70 Am. U. L. Rev. F. 157 (2021).

* Junior Staff Member, American University Law Review, Volume 70; J.D. Candidate, December 2022, American University Washington College of Law; M.P.P. Candidate, May 2023, American University School of Public Affairs. A big thank you to everyone who helped make this Comment happen: to my editor, Scout Henninger, and my faculty advisor, Professor Stephen Wermiel, for their insight and support throughout this process, and to the entire American University Law Review staff for their thoughtful feedback and attention to detail. I would also like to thank my parents for their constant support and Adam for caring enough to argue with me over every single word. Finally, to Teddy, thank you for letting me edit while you napped.

Supreme Court jurisprudence holds that there is no fundamental right to education, but it leaves open the question of whether a right exists to some basic minimum education. In Gary B. v. Whitmer, a Sixth Circuit panel held that such a right does exist and defined it as access to literacy. Although the Sixth Circuit subsequently granted en banc hearing of the case, voiding any precedential value of the panel decision, the court’s analysis provides compelling support for recognizing access to literacy as a fundamental right.

Using the Supreme Court’s established two prong method of analysis, this Comment expands on the Sixth Circuit’s opinion in arguing that access to literacy is a fundamental right.
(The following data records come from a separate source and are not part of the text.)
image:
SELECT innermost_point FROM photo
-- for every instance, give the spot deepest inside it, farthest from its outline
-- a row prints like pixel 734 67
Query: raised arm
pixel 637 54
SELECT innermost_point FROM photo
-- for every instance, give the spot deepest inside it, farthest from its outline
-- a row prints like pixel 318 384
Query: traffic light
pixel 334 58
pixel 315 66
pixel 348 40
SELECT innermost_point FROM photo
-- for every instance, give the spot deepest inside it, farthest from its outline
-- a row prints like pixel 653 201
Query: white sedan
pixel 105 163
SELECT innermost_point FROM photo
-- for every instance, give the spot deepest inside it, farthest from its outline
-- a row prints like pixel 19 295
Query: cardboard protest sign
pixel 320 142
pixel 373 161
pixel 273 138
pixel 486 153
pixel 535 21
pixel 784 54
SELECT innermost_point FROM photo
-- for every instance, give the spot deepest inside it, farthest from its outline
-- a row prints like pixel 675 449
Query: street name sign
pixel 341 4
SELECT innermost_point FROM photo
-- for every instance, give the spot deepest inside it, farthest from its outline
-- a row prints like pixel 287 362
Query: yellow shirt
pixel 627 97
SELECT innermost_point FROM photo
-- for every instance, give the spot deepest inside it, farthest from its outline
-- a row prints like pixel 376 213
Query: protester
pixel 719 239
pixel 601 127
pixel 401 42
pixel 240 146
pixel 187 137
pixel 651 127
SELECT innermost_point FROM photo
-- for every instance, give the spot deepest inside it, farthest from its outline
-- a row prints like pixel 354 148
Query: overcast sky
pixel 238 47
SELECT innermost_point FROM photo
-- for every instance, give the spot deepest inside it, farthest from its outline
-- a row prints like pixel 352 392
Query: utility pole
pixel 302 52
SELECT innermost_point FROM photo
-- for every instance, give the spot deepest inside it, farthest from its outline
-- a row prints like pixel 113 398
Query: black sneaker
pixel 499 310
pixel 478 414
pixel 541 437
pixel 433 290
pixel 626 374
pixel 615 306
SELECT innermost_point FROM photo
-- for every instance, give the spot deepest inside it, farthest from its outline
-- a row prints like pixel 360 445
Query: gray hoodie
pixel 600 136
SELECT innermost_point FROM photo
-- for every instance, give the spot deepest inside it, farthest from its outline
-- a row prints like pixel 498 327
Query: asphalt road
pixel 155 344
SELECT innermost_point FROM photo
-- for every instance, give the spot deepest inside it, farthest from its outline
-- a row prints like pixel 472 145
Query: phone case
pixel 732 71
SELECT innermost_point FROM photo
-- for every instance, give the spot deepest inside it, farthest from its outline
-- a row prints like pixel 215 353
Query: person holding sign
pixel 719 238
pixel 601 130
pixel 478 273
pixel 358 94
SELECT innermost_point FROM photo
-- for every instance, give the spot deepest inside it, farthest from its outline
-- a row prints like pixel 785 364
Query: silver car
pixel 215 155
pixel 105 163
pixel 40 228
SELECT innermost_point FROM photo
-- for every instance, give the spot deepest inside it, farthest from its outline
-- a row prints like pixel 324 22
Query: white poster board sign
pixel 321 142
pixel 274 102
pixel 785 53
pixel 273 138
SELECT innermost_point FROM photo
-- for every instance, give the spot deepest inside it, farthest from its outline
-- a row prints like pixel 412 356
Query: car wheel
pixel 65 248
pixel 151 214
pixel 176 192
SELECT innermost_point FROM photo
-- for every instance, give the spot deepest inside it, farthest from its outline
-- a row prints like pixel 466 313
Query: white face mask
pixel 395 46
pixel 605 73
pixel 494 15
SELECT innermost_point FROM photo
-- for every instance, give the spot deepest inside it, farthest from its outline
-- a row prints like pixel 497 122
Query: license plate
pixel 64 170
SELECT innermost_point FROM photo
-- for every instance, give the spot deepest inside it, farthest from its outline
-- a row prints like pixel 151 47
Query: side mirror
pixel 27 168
Before the Court will recognize a right as fundamental, it must first establish that the right has deep ties in the nation’s history. Unlike previous Supreme Court cases considering a right to education, the Sixth Circuit opinion did not limit its analysis to the history of public education. By also examining the nation’s history of refusing education, and specifically literacy, to Black people and other minorities, the Sixth Circuit established a more complete history of access to literacy. This Comment argues that this holistic analysis is the proper way to consider this right and concludes that recognizing access to literacy as a fundamental right is a judicial imperative.

“By denying these children a basic education, we deny them the ability to live within the structure of our civic institutions, and foreclose any realistic possibility that they will contribute in even the smallest way to the progress of our Nation.”

—Justice William J. Brennan Jr.1Plyler v. Doe, 457 U.S. 202, 223 (1982).

“[T]he history of public education in this country, as with many things, is inextricably tied to race.”

—Circuit Judge Eric L. Clay2Gary B. v. Whitmer, 957 F.3d 616, 645 (6th Cir. 2020), reh’g en banc granted, 958 F.3d 1216 (6th Cir. 2020).